Project 2: Post-transcriptional regulation of RNA-binding protein FXR1 in head and neck squamous cell carcinoma.

Post-translational modification (PTM) of proteins has garnered attention since most cancers have high oncoprotein PTM, corresponding with poor patient prognosis. Protein PTM encompasses phosphorylation, methylation, sumoylation, acetylation, and ubiquitylation. Protein PTM is essential for proteome diversity and cancer development. Arginine methylation, an understudied protein change, promotes cancer cell growth and proliferation. The protein family arginine methyltransferases (PRMTs), which write arginine methylation, are promising therapeutic targets for solid and hematological malignancies. PRMTs promote cancer via regulating epigenetic alterations, mRNA processing, DNA damage response, and immune surveillance. PRMTs directly target RNA-binding protein-rich protein domains like RGG and Tudor. For cell development and differentiation, RBPs modulate mRNAs to regulate gene expression. The fragile X mental retardation (FXR) protein family, which includes FMRP and FXR1 and FXR2, is a highly conserved family of RBPs. PRMT-methylated FMRP and FXR1 have canonical RGG and Tudor domains (FXR2 lacks an RGG box). Recently, we found that oral and lung squamous cell carcinomas and other malignancies overexpress RBP FXR1. New oral tumor growth inhibitors can target FXR1 due to its high expression and carcinogenic characteristics. This project aims to prevent PRMTs-mediated FXR1 methylation and understand its involvement in PTR and oral cancer progression. This hypothesis has two goals: 1. Explain how FXR1 methylation affects oral cancer cell RNA turnover and translation. 2. Determine the FXR1's carcinogenic function.

Project 3: RNA-binding protein Supt6-mediated cellular proteome in HNSCC.

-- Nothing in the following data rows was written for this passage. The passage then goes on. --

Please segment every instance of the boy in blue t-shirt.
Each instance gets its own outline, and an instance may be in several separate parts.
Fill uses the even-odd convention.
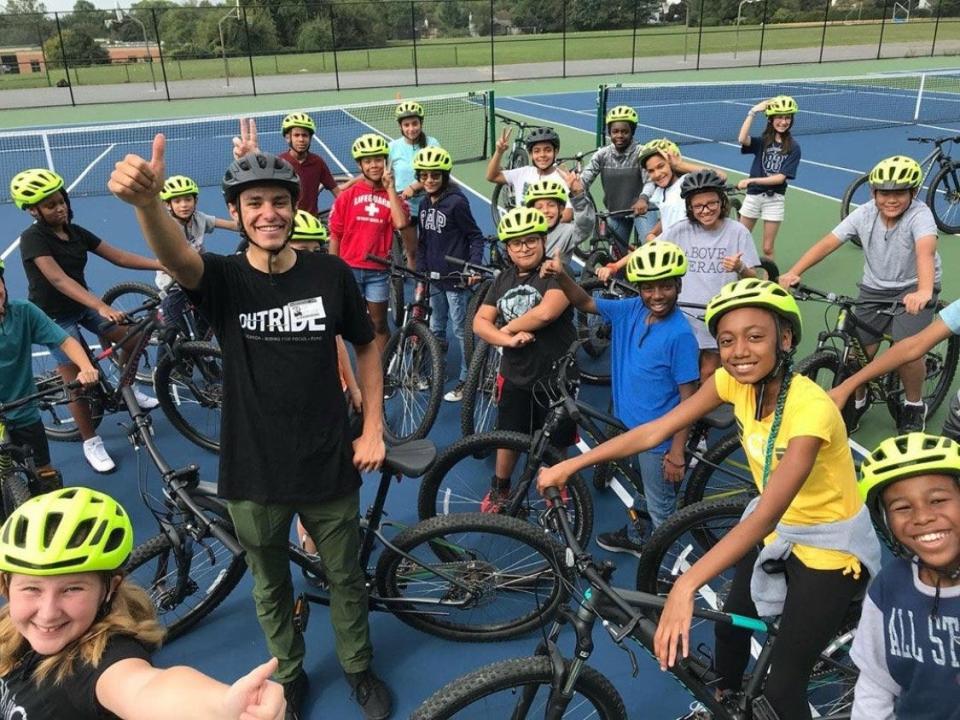
[[[653,241],[630,255],[627,279],[640,297],[593,298],[578,286],[554,257],[541,269],[554,276],[567,299],[581,312],[600,315],[611,325],[611,369],[614,414],[630,428],[665,415],[696,390],[700,378],[699,348],[693,330],[677,308],[687,258],[673,243]],[[640,390],[642,389],[642,392]],[[653,527],[676,507],[676,485],[683,480],[687,431],[640,453],[637,460]],[[597,538],[600,547],[639,556],[641,545],[627,528]]]
[[[897,559],[864,600],[851,717],[960,720],[960,445],[889,438],[861,473],[860,495]]]
[[[27,300],[10,300],[0,260],[0,403],[13,402],[37,392],[33,382],[33,345],[61,349],[77,367],[83,384],[97,381],[97,370],[83,346]],[[5,429],[4,429],[5,428]],[[43,487],[37,492],[61,486],[59,474],[50,466],[50,447],[36,403],[30,403],[0,418],[0,442],[29,447]]]

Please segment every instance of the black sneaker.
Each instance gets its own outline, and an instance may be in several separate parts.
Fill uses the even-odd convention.
[[[367,720],[387,720],[393,712],[393,699],[386,683],[367,668],[359,673],[346,673],[357,705]]]
[[[612,533],[597,535],[597,545],[610,552],[626,552],[637,557],[643,553],[643,542],[630,537],[626,525]]]
[[[901,405],[900,422],[897,423],[897,432],[905,435],[908,432],[923,432],[927,423],[927,404]]]
[[[309,686],[310,680],[302,669],[293,680],[283,683],[283,699],[287,701],[284,720],[300,720],[303,702],[307,699],[307,688]]]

Survival rates for advanced head and neck cancer patients are low despite continuous research. In HNSCC, gene expression patterns mediated by Co-transcriptional or post-transcriptional regulation explain tumor heterogeneity. Dysregulated gene expression causes cells to respond to stimuli, reprograming them for proliferation, differentiation, development, and cancer. Multiple disorders, including cancer, are linked to RNA-binding proteins (RBPs), which regulate gene expression and co- and post-transcriptional events1. Over 400 eukaryotic RBPs and RNA-binding motifs have been found. However, their significance in cancer cell proliferation is little understood. Thus, this project's main objective is to establish an integrated transcriptomics and proteomics strategy to investigate and functionally define a novel RBP involved in HNSCC growth and progression. We show that oral cancer growth and proliferation depend on the RBP Suppressor of Ty 6 Homolog (Supt6h alias Spt6). This HNSCC study was the first to investigate Supt6h's role in cancer directly. We offer a novel hypothesis that post-transcriptional gene regulation by Supt6h and its target mRNA transcripts producing oncogenic proteins drives HNSCC growth/proliferation. The following Specific Aims investigate this hypothesis: SA-1. Explain why HNSCC requires the Supt6h-mediated mRNA turnover pathway. SA-2. In HNSCC, determine how Supt6h regulates the proteome and mRNA translation.